However, we know for certain that reality, or what we call the classical view of the world, is not as it appears. That is why I decided to create a spectacular work specifically for this occasion, titled “Quantum Quircks,” for the facade of the Building, to highlight the main paradoxes and peculiarities of the quantum realm. It is precisely on the infinitely small scale, that is, below a certain nanoscale, that properties and effects begin to manifest that could not exist in our macro-world of classical physics.

Therefore, I chose to address the most surprising and mysterious aspects of the quantum world and described each experiment through a series of images that intrigue and engage a wide audience on the most current topics of science. All of this is conveyed through playful and highly engaging forms.
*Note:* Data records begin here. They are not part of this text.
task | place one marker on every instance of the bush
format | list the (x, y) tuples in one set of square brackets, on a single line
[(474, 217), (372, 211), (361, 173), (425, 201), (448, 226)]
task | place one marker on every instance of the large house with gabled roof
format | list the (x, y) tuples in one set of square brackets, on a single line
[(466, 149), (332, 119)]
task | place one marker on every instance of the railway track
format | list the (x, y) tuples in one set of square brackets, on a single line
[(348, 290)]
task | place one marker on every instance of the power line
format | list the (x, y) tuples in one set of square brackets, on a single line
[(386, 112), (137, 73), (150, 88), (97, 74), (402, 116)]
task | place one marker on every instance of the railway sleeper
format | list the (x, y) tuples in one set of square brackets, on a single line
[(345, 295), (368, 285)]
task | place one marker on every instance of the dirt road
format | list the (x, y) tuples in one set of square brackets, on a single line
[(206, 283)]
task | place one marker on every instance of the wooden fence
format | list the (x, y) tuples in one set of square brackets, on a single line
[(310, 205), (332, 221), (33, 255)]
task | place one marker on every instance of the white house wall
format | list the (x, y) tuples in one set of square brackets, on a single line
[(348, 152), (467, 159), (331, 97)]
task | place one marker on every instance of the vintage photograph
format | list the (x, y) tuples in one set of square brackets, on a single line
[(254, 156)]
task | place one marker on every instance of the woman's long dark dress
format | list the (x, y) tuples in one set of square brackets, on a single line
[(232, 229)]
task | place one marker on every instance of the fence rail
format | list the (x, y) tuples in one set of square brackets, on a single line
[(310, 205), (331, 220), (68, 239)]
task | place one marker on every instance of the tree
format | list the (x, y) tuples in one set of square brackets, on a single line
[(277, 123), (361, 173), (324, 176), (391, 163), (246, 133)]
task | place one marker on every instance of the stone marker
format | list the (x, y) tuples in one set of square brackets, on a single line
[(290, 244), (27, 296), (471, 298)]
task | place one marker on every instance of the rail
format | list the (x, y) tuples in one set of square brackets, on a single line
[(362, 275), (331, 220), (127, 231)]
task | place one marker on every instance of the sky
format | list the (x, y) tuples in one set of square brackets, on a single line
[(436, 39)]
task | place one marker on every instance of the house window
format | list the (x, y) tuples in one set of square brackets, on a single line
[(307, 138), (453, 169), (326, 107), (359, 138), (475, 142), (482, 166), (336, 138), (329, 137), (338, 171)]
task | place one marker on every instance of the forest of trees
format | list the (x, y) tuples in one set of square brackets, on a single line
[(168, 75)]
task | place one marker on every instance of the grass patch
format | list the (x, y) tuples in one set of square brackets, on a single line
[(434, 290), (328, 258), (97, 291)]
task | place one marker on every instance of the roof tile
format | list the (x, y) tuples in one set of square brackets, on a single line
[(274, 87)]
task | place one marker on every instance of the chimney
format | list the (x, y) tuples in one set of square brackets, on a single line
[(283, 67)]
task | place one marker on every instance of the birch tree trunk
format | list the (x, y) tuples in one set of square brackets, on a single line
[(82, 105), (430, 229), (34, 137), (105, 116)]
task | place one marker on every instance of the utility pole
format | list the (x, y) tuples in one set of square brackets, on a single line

The project, carried out with the scientific advice of Fabio Truc, theoretical physicist, university lecturer, and researcher, has a total duration of 2 minutes and 30 seconds.

The work is divided into six chapters described as follows:

  1. Entanglement: A term coined by Erwin Schrödinger in 1935, it describes a connection between particles in quantum mechanics, treating them as if they were a single entity. Any action or measurement on the first particle has an instantaneous effect on the second (and vice versa), even if they are at enormous distances from each other. As long as the two particles are not observed, they remain “entangled,” and only the presence of an observer is capable of interfering and “bringing them into reality.”
  2. Double Slit: The double-slit experiment is a variation of the experiment by scientist Thomas Young, which demonstrates the wave-particle duality of matter. If this experiment is conducted with only one slit open, the particles exhibit corpuscular behavior, behaving like “dots.” However, if both slits are open, the result changes radically, and they behave like waves rather than particles. But things become even stranger when an optical detector is introduced because the behavior reverts to that of particles or “dots.”
  3. Tunneling Effect: The quantum tunneling effect occurs when a quantum particle (electron or photon), under certain conditions, is able to surpass a barrier even though it does not have enough energy to do so in principle. This result would be impossible in classical physics.
  4. Wave Function: The wave function allows us to define the different states in which a particle can exist. The particle can be found anywhere within the wave, but its position is associated with a certain probability of existing in a given location at a certain moment. It does not have a definite position, only a probability of being in a certain position. Its ability to be everywhere but with different probabilities highlights its wave-like nature. The particle is both wave and particle.
  5. Atomic Orbitals: Atomic orbitals are mathematical functions that describe the wave-like nature of an electron in an atom. In the case of the wave associated with the electron in the atom, it represents the probability of finding the electron in a specific position.
  6. Neutrinos: Neutrinos are elementary particles, but they are not part of the atoms that make up matter; they exist outside of it. They are indivisible (meaning they are not composed of even simpler particles) and are devoid of electric charge, hence they are neutral. And, most importantly, they have an extremely small mass. The oscillation of neutrinos represents the strange phenomenon, awarded the Nobel Prize in 2015 to Takaaki Kajita and Arthur B. McDonald, whereby these subatomic elementary particles exist in three variants (electron, muon, and tau) and can change their identity as they travel through space. In short, they are transformative neutrinos.